At a farm bill listening session in Rep. Mark Molinaro’s (R-NY) upstate district last Friday, local farmers, food bank operators and anti-hunger advocates urged lawmakers to defend and even expand current SNAP programs.
One state administrator called for “easing burdensome and complicated work and reporting requirements” to provide better access to the program, as the administration’s pandemic-era pause on certain SNAP work requirements is set to end in July. A food bank operator warned of a looming “hunger cliff” in the country as families continue to reel from the fallout of Covid-19. She urged members of Congress “not make decisions on the back of the most vulnerable people.”
Eric Ooms, vice president of the New York branch of the American Farm Bureau Federation, the nation’s leading agricultural lobby, told the lawmakers who attended the listening session not to think of SNAP as a “city thing,” noting that the program is a key lifeline to low-income Americans in rural areas where food insecurity “is higher than it’s ever been.”
Molinaro, who says his family relied on food stamps during his childhood, has indicated general support for some SNAP reforms, saying he understands the “inefficiencies” of the program through his experience as a former county executive charged with overseeing it.

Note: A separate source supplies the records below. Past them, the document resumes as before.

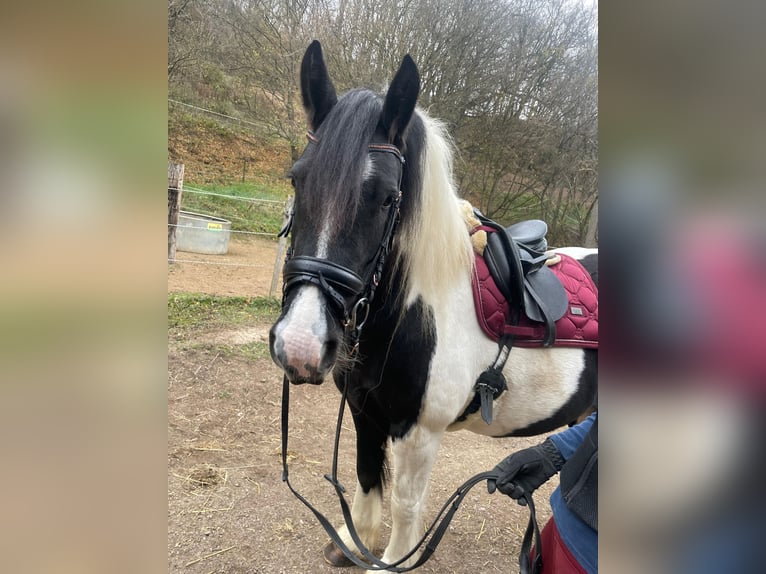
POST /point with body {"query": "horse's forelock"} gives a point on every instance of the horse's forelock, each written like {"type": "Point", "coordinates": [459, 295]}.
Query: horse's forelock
{"type": "Point", "coordinates": [335, 183]}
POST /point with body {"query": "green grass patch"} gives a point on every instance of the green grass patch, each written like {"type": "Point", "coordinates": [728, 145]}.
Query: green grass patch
{"type": "Point", "coordinates": [188, 311]}
{"type": "Point", "coordinates": [257, 216]}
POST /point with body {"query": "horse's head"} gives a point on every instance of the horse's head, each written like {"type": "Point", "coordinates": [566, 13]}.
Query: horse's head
{"type": "Point", "coordinates": [348, 187]}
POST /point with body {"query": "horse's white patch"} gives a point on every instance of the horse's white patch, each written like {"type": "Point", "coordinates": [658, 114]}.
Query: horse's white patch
{"type": "Point", "coordinates": [303, 330]}
{"type": "Point", "coordinates": [577, 252]}
{"type": "Point", "coordinates": [367, 513]}
{"type": "Point", "coordinates": [414, 456]}
{"type": "Point", "coordinates": [323, 241]}
{"type": "Point", "coordinates": [369, 168]}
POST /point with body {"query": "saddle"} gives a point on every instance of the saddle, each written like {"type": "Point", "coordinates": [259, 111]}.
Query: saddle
{"type": "Point", "coordinates": [515, 257]}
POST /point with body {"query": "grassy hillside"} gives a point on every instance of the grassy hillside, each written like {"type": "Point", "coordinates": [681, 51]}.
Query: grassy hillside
{"type": "Point", "coordinates": [228, 159]}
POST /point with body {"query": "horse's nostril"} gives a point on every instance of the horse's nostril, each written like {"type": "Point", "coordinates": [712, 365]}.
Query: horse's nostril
{"type": "Point", "coordinates": [329, 354]}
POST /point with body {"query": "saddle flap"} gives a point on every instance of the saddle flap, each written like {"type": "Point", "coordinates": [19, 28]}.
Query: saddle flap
{"type": "Point", "coordinates": [549, 289]}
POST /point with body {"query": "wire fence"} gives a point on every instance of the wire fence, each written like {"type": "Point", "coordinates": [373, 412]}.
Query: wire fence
{"type": "Point", "coordinates": [217, 225]}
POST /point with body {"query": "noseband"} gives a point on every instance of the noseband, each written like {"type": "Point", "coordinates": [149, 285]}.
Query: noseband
{"type": "Point", "coordinates": [350, 294]}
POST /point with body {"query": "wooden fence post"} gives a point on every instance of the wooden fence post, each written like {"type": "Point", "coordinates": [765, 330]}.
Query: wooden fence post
{"type": "Point", "coordinates": [175, 189]}
{"type": "Point", "coordinates": [281, 247]}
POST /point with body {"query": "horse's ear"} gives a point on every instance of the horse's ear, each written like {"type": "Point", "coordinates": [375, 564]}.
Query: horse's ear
{"type": "Point", "coordinates": [400, 100]}
{"type": "Point", "coordinates": [316, 88]}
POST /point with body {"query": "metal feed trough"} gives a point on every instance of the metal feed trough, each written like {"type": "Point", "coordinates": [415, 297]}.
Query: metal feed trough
{"type": "Point", "coordinates": [200, 233]}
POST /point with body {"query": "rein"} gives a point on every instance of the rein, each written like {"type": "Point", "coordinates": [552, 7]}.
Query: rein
{"type": "Point", "coordinates": [528, 564]}
{"type": "Point", "coordinates": [352, 296]}
{"type": "Point", "coordinates": [349, 293]}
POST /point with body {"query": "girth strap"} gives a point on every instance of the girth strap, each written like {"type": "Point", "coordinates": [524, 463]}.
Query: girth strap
{"type": "Point", "coordinates": [527, 564]}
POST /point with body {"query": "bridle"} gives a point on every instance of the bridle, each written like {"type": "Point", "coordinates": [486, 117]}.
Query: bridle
{"type": "Point", "coordinates": [349, 293]}
{"type": "Point", "coordinates": [352, 295]}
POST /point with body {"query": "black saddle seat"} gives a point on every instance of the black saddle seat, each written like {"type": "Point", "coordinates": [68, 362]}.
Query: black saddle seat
{"type": "Point", "coordinates": [530, 233]}
{"type": "Point", "coordinates": [516, 258]}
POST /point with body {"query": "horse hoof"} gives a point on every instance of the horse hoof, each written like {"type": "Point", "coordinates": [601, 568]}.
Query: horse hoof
{"type": "Point", "coordinates": [334, 556]}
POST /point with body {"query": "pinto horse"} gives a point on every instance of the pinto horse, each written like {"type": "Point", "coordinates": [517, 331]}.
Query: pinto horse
{"type": "Point", "coordinates": [378, 240]}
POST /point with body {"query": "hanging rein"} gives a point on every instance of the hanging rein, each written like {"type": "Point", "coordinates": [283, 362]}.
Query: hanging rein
{"type": "Point", "coordinates": [351, 296]}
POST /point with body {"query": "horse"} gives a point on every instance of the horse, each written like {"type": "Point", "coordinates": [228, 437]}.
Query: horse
{"type": "Point", "coordinates": [379, 248]}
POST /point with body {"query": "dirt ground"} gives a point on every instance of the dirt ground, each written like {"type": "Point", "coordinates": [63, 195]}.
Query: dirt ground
{"type": "Point", "coordinates": [228, 510]}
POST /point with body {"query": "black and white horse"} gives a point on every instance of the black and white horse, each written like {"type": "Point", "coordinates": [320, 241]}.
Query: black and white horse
{"type": "Point", "coordinates": [374, 161]}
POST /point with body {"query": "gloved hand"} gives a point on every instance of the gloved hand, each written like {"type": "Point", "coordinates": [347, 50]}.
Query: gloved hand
{"type": "Point", "coordinates": [524, 471]}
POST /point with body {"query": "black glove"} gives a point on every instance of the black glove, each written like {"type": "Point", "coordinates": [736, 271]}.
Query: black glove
{"type": "Point", "coordinates": [524, 471]}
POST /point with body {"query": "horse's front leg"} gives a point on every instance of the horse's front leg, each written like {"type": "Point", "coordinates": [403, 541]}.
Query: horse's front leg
{"type": "Point", "coordinates": [366, 509]}
{"type": "Point", "coordinates": [414, 455]}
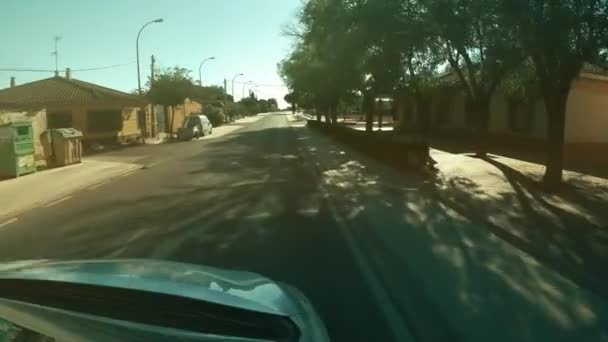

But he has declined to say if he would support the proposals to expand work requirements that his colleagues have been pushing for months.
In his closing remarks on Friday, Molinaro sounded a note of support for SNAP but indicated only the most needy should get aid— an argument Republicans have used in their campaign to reduce the size of the program.
“Yes, those that struggle the hardest need to know that they have the support, not only of SNAP, but of other wrap-around services,” he said.
Derrick Van Orden, a Trump-aligned Republican who represents a swing district in Wisconsin, spoke during the listening session of his family’s struggle with poverty and reliance on food stamps when he was a child. While he acknowledges some flaws in the current system, he said, “I’m a member of Congress because of these programs.”
“There’s a lot of people who have not gone to bed hungry at night, and I have. And there’s no place for that in America,” Van Orden said.

Molinaro’s district has an R+1 partisan lean and he won with 50.8% last year, and Van Orden’s is n easier to defend R+9 district but last year he beat an exceptionally weak conservative Democratic opponent with just 51.9% of the vote. Republicans in swing districts, especially in New York, California, Iowa, Virginia are already in trouble and going after SNAP could make it a lot tougher— if not improbable— for them to be reelected. On an especially bright note, it would almost certainly mean curtains for Lauren Boebert, who only managed to survive last year 163,839 (50.08%) to 163,293 (49.92%).